Jury to determine if Clovis man who killed his wife, mother-in-law was sane

CLOVIS, Calif. (KFSN) -- A Clovis man accused of killing his estranged wife and mother-in-law is now competent to stand trial.

Dave McCann's competency may have been restored, but his mental health will be questioned again because of his latest plea in court.

McCann allegedly stabbed his wife and mother-in-law to death three years ago.

His trial had been on hold after a judge ruled he was not able to assist his attorney with his defense based on doctor's reports submitted earlier this year.

But he returned recently from Atascadero State Hospital where doctors were working to restore his health.

A medical team has determined he is now competent, so he pleaded not guilty or not guilty by reason of insanity.

So now it's up to experts to figure out whether he was insane at the time he's accused of killing his wife and mother in law.

The two attorneys at the center of the case against Dave McCann asked the judge Thursday to get expert input on the defendant's state of mind the day Clovis Police say he went on a violent rampage, slitting his wife's throat and her mother's.
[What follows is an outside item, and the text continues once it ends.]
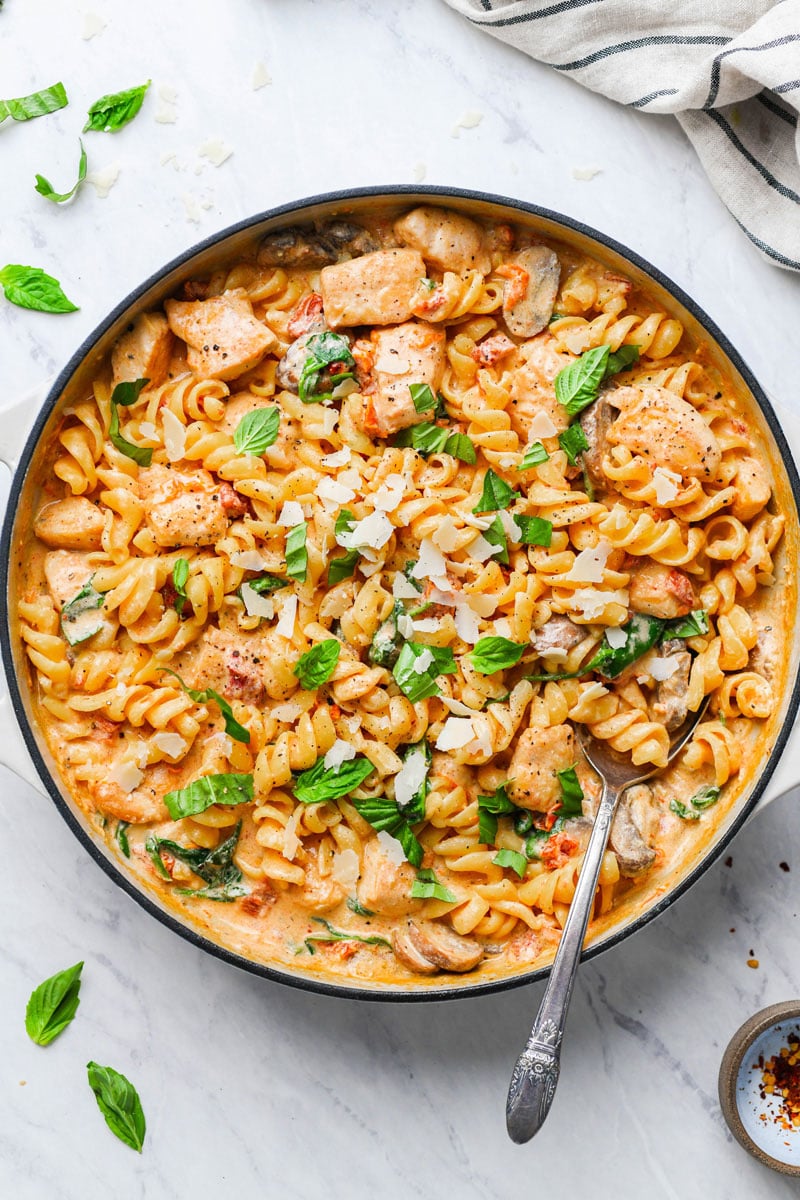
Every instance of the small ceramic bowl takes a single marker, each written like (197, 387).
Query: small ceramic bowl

McCann was absent from the hearing - his defense attorney Scott Baly said he was awaiting a bus to take him back to Atascadero State Hospital to continue receiving treatment. Most defendants remain in the county jail once they are treated and competent, but this was an exception.

"The medical director from Atascadero State Hospital made a recommendation that he be housed there to maintain his competency and it's based on that order the judge made the order to make him go back," Baly said.

The issue of sanity and competency is different and distinct. Sanity refers to the day the crime was committed.

McCann was already evaluated by two local doctors earlier this year on the competency matter. They determined at the time he was seen he was not able to assist his attorney. However, after receiving medication and mental treatment, his competency has now been restored.

Once a jury hears the case, they will first determine his guilt and then his sanity at the time of the double murder.

Prosecutors are no longer asking for the death penalty. So if McCann is found guilty, he could face life without the possibility of parole.